Chemical Biology and Drug Development (CBDD) Terminology Files

The Chemical Biology and Drug Development (CBDD) Terminology is a set of terms used in design, development, and description of drug substances, mainly but not exclusively pertaining to the chemistry (including chemical reactions) of small molecules and polymers. The terminology is intended to support the chemoinformatics community's effort to develop conceptual models for describing modern drug design such as performed by the NCI Computer-Aided Drug Design (CADD) Group, part of the NCI Chemical Biology Laboratory and collaborators at NIH, academia, and other government agencies.

There are two CBDD terminology subsets, one focused on chemical processes (CBDD Process Terminology) and one focused on chemical structures (CBDD Structure Terminology). These subsets are available for doenload from this NCI EVS ftp site in two formats:
CBDD_Process_Terminology.xls (Microsoft Excel 2003)*
CBDD_Process_Terminology.txt (Tab-delimited text)
CBDD_Structure_Terminology.xls (Microsoft Excel 2003)*
CBDD_Structure_Terminology.txt (Tab-delimited text)

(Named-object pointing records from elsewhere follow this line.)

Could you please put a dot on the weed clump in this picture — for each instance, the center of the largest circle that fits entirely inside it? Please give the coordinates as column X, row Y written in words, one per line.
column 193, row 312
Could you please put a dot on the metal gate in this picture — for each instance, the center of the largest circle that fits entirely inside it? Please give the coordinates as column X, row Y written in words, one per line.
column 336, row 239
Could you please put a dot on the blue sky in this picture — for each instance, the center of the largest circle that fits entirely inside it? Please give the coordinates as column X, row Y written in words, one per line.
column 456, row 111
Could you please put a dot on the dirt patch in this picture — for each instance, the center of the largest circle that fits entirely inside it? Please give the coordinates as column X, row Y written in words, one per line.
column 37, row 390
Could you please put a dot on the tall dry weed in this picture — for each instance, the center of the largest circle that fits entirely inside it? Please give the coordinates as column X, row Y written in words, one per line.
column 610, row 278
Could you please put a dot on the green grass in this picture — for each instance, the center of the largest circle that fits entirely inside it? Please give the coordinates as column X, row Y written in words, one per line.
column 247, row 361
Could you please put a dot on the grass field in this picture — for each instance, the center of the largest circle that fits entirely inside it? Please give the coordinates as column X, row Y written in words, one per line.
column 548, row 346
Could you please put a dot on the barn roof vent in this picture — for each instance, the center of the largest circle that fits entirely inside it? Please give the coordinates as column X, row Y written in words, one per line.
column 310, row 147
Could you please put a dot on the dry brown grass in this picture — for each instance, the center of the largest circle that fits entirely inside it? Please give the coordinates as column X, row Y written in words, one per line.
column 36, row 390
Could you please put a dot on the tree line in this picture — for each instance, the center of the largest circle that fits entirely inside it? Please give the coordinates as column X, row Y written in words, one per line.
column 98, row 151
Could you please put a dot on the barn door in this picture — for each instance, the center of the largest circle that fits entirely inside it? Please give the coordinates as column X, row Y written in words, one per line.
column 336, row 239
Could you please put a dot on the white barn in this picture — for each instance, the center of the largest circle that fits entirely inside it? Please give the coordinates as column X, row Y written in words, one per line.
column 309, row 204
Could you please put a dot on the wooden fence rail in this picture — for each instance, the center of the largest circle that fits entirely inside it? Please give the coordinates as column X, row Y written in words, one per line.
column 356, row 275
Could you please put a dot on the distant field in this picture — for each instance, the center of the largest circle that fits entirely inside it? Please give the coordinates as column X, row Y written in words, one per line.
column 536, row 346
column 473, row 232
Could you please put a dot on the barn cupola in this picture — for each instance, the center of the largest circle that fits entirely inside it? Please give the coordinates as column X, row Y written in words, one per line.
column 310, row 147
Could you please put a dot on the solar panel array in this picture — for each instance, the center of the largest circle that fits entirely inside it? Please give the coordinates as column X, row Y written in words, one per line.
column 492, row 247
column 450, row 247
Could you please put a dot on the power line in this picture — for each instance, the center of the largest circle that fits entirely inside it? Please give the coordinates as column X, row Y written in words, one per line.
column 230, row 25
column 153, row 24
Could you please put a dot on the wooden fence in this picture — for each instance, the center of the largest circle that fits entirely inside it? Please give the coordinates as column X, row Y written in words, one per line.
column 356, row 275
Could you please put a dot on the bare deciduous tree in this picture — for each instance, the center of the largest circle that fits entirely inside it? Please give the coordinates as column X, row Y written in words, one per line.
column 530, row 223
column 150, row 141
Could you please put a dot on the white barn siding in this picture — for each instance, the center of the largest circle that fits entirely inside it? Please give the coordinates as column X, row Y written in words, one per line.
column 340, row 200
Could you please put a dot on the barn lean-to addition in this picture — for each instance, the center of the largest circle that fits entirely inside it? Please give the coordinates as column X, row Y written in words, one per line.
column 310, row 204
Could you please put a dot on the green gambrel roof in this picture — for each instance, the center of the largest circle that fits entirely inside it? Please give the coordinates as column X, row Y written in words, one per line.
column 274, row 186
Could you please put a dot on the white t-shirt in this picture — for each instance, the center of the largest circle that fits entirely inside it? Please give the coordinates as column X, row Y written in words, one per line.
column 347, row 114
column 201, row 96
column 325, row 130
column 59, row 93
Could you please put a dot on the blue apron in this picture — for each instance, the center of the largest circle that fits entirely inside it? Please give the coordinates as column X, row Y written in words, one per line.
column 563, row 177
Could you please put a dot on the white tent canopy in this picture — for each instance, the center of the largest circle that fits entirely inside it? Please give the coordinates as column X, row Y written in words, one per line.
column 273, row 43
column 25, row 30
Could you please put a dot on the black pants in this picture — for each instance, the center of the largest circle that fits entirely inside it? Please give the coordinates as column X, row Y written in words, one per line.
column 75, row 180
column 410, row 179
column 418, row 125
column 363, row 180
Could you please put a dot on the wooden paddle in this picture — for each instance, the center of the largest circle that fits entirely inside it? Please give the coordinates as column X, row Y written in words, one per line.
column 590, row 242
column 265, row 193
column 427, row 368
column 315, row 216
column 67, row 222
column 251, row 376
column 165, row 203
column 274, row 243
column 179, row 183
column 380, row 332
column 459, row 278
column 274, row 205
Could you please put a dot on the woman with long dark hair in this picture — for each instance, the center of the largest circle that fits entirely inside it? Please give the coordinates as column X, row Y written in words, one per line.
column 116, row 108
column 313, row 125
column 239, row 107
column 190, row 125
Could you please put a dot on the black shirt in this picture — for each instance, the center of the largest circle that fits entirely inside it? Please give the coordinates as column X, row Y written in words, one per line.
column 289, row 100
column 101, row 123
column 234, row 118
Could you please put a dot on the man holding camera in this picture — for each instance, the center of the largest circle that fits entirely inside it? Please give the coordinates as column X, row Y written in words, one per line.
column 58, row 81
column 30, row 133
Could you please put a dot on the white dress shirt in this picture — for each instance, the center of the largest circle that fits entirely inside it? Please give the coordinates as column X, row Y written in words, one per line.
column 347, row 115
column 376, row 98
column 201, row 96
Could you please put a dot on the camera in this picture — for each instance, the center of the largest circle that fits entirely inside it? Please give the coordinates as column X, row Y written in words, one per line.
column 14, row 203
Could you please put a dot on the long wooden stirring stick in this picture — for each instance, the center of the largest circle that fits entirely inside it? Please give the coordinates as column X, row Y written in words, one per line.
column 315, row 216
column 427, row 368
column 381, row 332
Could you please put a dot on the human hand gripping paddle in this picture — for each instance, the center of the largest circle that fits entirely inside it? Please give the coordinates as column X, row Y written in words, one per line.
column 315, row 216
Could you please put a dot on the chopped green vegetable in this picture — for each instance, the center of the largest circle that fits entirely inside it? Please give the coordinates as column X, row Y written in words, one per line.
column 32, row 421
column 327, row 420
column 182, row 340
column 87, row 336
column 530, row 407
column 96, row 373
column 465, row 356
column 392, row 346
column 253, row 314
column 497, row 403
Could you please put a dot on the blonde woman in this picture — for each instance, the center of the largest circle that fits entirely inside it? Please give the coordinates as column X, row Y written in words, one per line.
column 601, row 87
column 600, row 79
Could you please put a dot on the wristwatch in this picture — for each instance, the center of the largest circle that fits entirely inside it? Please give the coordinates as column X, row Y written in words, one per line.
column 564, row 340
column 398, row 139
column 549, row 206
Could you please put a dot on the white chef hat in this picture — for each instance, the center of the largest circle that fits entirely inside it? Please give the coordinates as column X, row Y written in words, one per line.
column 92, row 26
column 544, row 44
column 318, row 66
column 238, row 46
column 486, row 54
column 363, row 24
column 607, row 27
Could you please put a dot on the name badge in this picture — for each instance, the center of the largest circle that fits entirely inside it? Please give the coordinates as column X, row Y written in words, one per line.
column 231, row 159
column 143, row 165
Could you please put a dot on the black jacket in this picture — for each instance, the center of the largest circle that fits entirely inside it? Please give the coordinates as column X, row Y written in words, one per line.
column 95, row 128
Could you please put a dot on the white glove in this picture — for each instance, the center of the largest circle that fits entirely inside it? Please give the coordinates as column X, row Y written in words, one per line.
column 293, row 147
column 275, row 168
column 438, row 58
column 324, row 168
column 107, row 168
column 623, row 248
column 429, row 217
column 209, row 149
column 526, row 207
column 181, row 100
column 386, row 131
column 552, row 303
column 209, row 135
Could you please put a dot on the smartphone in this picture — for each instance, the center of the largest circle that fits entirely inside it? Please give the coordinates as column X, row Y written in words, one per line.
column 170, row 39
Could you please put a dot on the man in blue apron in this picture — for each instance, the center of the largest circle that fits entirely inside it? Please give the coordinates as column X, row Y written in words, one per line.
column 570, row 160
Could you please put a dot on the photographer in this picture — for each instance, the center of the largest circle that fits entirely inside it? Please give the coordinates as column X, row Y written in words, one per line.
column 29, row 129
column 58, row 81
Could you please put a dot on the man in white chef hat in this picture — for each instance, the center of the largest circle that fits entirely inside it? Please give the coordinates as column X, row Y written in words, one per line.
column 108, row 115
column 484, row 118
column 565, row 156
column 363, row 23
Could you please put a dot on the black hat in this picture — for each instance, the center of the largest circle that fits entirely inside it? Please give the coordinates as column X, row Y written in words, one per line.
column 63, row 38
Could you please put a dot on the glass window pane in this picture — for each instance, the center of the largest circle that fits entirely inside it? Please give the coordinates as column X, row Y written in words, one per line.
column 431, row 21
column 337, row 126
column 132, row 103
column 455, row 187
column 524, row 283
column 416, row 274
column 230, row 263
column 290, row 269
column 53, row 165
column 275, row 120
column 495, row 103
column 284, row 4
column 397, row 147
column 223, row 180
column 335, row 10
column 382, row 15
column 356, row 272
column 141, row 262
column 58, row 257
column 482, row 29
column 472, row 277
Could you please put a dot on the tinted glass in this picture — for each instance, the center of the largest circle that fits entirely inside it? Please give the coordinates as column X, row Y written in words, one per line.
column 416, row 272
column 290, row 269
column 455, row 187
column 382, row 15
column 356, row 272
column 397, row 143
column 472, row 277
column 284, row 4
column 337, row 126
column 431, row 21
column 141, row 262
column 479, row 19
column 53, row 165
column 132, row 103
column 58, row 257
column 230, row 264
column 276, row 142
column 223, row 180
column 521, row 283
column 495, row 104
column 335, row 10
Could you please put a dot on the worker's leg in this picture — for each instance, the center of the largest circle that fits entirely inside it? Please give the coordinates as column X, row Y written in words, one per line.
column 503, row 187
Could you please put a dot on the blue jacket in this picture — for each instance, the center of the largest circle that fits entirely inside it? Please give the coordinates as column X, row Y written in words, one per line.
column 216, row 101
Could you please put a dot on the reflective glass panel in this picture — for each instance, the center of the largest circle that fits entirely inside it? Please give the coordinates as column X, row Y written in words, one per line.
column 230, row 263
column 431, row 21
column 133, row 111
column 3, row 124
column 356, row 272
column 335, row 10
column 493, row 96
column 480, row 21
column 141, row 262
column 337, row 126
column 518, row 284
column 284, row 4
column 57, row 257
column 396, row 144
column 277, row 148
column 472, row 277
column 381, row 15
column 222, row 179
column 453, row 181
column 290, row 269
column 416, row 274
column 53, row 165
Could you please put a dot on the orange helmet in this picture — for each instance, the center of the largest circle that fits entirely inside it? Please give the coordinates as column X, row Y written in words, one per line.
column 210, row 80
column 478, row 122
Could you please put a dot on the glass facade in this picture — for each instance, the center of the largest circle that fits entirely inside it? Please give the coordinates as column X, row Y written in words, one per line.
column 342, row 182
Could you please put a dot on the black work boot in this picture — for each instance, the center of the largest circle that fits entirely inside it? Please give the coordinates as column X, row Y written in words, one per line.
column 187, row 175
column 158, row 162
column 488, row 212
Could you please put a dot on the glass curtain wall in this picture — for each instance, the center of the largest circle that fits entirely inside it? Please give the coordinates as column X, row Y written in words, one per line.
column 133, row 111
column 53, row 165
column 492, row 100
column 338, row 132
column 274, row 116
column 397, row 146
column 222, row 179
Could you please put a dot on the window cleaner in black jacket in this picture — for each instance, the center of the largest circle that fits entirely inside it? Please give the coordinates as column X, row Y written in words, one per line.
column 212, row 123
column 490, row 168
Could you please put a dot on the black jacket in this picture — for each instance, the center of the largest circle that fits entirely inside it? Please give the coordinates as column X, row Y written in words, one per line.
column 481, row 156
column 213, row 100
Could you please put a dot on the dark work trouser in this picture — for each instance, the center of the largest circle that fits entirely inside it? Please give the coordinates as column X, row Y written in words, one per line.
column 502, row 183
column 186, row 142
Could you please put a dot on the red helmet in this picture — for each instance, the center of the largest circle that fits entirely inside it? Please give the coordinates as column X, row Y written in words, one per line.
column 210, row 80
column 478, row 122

Each file has column headers on the first row:
Spreadsheet Column Content Description
Subset Code The NCI Thesaurus (NCIt) concept code attached to the CBDD concept. NCIt Codes are unique strings that begin with a C and are followed by a series of digits.
Subset Name The name of the terminology set.
Concept Code The NCI Thesaurus (NCIt) concept code attached to the concept.
NCIt Preferred Term The preferred term chosen by the NCIt staff that unambiguously describes the concept.
CBDD Preferred Term The preferred term chosen by CBDD for the concept.
CBDD Synonym(s) Terms chosen by CBDD that are synonymous with the Preferred Term.
NCI Definition A text definition of the term created by subject matter experts at the NCIt.
Semantic Type A categorization of the type of concept in the context of the UMLS semantic network.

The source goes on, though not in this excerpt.